Background
The Province’s Distribution Sector Review Panel has issued a Report recommending major changes in the electricity distribution sector. If carried out, the recommendations will have significant impacts on municipalities and on the electricity utilities they own.
At present, there are 76 local distribution electricity utilities (LDCs). As a result of 1998 legislation, all of those LDCs are Ontario Business Corporations Act companies. Almost all are owned by municipalities, either wholly by one municipality or jointly by a number of municipalities.
The Report found that the present system adds materially to customer costs, as a result of a number of factors:
- Smaller LDCs have higher per capita costs for operations, maintenance, and administration, on average approximately 75% higher than for larger LDCs
- The duplication of equipment and facilities among neighbouring LDCs
- Smaller LDCs have to pay more to raise money
- There are significantly increased regulatory costs of having to oversee so many LDCs
The Report concludes that, if its recommendations were followed, electricity costs could be reduced by some $1.2 billion over ten years, for an annual savings of about $70 per customer.
Recommendations
The Report recommends consolidating the 76 LDCs into between 8 and 12 regional distributors. Two of those distributors would be in the north, with the remaining 6 to 10 distributors in the balance of the Province. Each of these would have a minimum of 400,000 customers.
The Report also proposes that a period of two years be granted for the voluntary merger of LDCs. If, at the end of that two-year period the recommendations in the Report have not been carried out, the Report recommends legislation requiring consolidation.
The Report proposes a number of incentives to encourage voluntary merger. These include allowing LDCs to recover their legitimate transition costs and avoiding an Ontario Energy Board review.
In order to protect their investments, municipalities owning the LDCs to be consolidated should receive equity in the new regional distribution utilities in proportion to the valuation of their assets used to create each of those new regional distributors. The objective is to ensure that LDCs’ shareholders’ fiscal positions are not adversely affected by the changes in the distribution sector.

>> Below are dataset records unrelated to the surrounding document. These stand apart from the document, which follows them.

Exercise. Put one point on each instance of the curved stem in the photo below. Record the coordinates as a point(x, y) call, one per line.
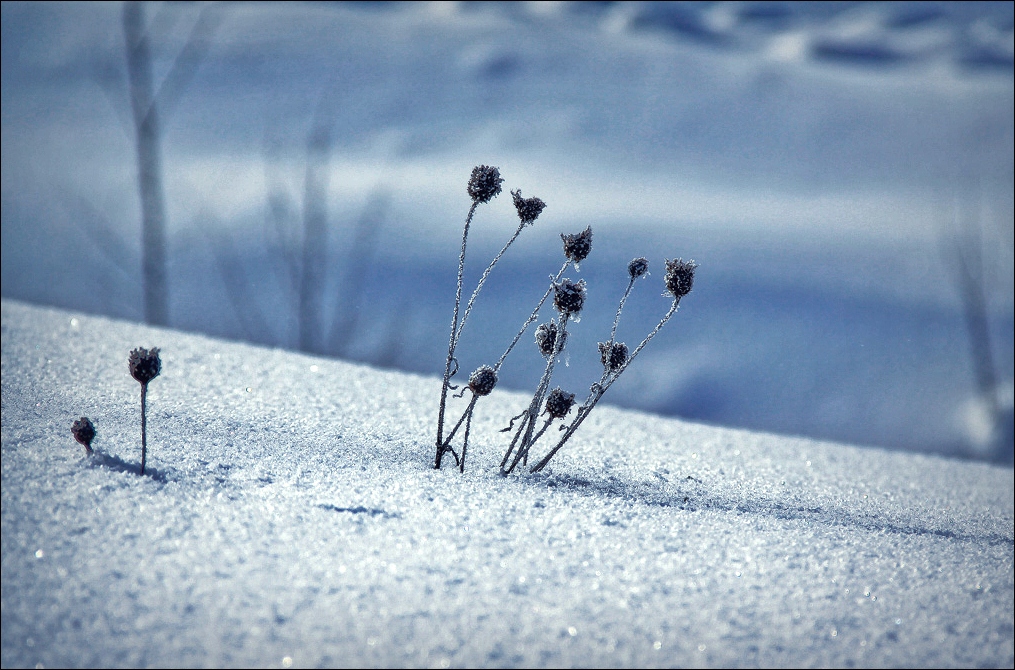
point(532, 317)
point(600, 390)
point(453, 340)
point(537, 398)
point(144, 441)
point(482, 280)
point(616, 320)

The Report recommends that the government eliminate restrictions that prevent municipalities from making loans to distributors.
Two-thirds of the board of directors of the regional distributors should be composed of independent directors, although it would be preferable to have 100% independent board membership. It is also advised that the new regional distributors encourage their members to acquire proper training in the areas of governance and the roles of boards of directors.
Implications: Making the Decision to Merge
LDCs have been an important source of revenue for the municipalities that own them. As a result, many municipalities will be reluctant to surrender ownership, even with the Report’s recommendation on the allocation of shares in the new regional distributors.
Municipalities and their LDCs will face difficult questions surrounding whether to merge, with whom to merge and how the assets of the LDCs should be valued. They will also have to address the impact of the merger on the assets, liabilities, rights and obligations of the merging entities and of the continuing entity formed by the merger. They will also face complex questions in the negotiation and finalization of the merger transaction and related documentation and concerning corporate governance, not just in the decisions related to the merger, but also in the post-merger governance arrangements. It will be essential that municipalities receive effective, independent advice about merger decisions.